The whole idea that our personal data could be indexed by Google without us even knowing it is more than daunting, it’s downright scary. NAS, network attached storage, devices are becoming one of the more popular devices to backup to in small businesses. Which is great, as they are typically very easy to setup and get backups going to them using backup software. But what a lot of people don’t think about when they buy and setup a NAS device, is that other software and services are included and installed on that NAS, unless of course, they were looking for a specific feature when researching the right device to meet their needs. NAS device manufacturers are putting all sorts of little services and features into their devices in order to try to distinguish their NAS devices from others or to target a specific market. What people don’t realize is that some of these features that connect to the cloud are enabled by default and could be exposing their private and important data to the internet without their knowledge, depending on how they are using the NAS device.
NAS Devices and Privacy: Are you unknowingly leaving your important data open to the internet?

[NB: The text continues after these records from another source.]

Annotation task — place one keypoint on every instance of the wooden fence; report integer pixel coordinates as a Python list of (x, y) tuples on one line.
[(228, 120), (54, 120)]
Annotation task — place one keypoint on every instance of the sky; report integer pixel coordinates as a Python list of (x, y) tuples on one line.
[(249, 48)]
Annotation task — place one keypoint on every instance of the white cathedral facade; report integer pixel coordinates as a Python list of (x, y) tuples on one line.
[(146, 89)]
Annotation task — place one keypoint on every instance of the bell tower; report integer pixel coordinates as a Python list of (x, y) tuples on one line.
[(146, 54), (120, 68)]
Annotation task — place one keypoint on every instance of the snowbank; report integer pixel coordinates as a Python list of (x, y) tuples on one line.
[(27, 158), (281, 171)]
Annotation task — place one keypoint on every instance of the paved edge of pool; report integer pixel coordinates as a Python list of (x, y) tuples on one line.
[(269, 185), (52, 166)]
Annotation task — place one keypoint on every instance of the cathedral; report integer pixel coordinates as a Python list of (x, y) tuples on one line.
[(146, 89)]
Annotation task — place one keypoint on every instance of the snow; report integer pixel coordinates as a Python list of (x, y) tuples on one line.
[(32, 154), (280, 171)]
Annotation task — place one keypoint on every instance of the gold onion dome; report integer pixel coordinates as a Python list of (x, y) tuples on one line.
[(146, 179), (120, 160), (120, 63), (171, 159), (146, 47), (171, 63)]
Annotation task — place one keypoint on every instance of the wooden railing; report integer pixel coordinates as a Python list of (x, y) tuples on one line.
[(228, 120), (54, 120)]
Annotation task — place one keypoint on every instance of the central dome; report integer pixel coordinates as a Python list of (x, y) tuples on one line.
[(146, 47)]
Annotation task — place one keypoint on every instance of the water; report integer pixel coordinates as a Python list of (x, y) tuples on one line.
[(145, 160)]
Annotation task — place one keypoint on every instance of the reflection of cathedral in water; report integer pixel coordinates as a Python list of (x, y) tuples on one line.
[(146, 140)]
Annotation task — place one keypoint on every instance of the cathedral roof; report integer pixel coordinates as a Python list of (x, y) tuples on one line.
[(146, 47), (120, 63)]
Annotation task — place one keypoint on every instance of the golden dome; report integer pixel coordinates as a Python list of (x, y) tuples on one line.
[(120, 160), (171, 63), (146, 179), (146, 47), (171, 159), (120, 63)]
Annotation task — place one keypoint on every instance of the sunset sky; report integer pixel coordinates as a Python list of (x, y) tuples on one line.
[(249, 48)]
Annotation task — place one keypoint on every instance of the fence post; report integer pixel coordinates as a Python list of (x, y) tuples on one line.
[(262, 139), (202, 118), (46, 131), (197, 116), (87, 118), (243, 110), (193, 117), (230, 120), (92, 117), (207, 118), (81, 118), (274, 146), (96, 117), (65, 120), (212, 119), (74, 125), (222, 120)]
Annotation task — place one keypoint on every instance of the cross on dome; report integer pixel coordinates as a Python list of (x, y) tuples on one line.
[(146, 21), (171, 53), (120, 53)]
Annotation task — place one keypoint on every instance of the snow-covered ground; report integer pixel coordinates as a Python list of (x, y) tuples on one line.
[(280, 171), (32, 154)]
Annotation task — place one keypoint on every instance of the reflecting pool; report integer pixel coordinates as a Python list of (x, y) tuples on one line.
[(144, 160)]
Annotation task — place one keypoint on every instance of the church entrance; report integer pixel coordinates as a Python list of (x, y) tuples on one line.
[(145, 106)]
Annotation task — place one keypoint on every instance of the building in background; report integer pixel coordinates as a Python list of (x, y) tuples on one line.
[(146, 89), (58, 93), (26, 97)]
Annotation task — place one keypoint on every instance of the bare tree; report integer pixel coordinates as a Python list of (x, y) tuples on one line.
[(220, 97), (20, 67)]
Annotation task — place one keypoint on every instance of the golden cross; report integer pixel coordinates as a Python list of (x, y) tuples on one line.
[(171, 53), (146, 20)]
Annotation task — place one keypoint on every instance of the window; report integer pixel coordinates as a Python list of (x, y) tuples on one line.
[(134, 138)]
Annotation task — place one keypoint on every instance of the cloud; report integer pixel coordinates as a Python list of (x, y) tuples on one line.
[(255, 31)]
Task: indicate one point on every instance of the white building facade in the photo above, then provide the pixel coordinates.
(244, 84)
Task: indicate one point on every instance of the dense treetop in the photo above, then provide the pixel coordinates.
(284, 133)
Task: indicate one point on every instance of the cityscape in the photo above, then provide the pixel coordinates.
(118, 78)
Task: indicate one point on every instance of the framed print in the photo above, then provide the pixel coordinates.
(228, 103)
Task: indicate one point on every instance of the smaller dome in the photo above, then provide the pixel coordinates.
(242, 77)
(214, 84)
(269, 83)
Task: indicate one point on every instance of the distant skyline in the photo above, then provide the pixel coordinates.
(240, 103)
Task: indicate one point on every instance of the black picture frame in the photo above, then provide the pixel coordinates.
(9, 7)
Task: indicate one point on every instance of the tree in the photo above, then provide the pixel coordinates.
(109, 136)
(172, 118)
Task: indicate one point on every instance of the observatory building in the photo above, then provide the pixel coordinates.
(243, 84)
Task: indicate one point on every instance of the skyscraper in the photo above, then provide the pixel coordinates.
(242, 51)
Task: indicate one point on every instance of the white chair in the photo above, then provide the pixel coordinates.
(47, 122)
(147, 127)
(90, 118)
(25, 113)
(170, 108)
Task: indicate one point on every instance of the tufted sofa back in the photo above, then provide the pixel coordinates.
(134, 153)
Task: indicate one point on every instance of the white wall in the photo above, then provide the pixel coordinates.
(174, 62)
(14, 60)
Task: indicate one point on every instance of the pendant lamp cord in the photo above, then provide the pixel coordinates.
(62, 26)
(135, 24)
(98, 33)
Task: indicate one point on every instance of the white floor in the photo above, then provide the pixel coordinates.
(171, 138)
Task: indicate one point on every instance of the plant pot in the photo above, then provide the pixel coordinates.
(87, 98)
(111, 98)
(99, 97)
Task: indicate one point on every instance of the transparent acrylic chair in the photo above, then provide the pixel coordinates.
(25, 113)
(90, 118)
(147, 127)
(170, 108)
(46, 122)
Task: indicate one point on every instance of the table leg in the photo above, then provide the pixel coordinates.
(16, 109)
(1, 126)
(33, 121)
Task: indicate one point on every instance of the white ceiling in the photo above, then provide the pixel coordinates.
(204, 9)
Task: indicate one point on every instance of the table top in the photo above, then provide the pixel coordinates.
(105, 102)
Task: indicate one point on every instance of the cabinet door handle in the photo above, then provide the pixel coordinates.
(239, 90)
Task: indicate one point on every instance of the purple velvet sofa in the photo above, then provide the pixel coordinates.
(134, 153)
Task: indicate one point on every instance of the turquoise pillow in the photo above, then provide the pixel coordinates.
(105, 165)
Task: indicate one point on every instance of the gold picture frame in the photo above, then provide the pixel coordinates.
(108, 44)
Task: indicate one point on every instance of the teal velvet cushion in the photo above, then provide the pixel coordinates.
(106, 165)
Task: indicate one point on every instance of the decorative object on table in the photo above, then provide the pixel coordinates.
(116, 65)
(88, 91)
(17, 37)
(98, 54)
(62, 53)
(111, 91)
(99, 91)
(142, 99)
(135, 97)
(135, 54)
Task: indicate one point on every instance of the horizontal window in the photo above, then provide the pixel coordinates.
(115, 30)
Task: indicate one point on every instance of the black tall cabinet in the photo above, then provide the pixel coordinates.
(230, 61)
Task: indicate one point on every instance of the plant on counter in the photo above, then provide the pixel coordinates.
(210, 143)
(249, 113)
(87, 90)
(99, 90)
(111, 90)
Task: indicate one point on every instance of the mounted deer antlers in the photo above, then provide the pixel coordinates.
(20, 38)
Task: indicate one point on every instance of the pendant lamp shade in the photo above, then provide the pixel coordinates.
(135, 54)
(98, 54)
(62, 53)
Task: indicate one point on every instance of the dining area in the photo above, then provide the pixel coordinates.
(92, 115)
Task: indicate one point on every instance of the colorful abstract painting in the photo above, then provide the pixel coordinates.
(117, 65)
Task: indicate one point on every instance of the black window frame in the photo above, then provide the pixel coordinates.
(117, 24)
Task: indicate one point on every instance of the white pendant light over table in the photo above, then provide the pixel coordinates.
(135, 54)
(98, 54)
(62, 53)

An investigation by CSO, a company focused on providing news, analysis and research on security and risk management, reveals that some NAS devices and external hard disks connected to routers with FTP enabled have been indexed by Google. That means that the personal files on these devices have been open to the internet, which can be found via a simple Google search. CSO goes on to explain an example, in which they found what they considered to be a backup of a family’s computer stretching all the way back to 2009 via Google. CSO points out that users with Seagate Personal Cloud, Seagate Business NAS, Western Digital My Cloud and LaCie CloudBox hardware have in particular been affected since these devices come from the factory with some of these features already enabled. If you are worried that you might be in a similar situation, and are concerned about exposing data that you did not want to expose, CSO has a very thorough guide explaining how you can go about checking whether any of your files have been indexed via Google.
Besides locking down your NAS and other cloud connected devices, you want to be careful how you store the data on your devices. For instance, instead of just simply copying their data to a NAS device, if the family in the example above had diligently back up to their NAS device using a piece of software such as NovaBACKUP to backup to the NAS, in at the very least an archive type format or even better an encrypted archive format their data would not have been nearly as easily retrieved. Just think, if that NAS device that was open to the internet contained business critical documents, or worse medical patient records that were exposed, the ramifications could be significant. Take this as a wake up call to at the very least check to see what your NAS device and other storage devices can do, what is enabled, and how you are storing data to your NAS device.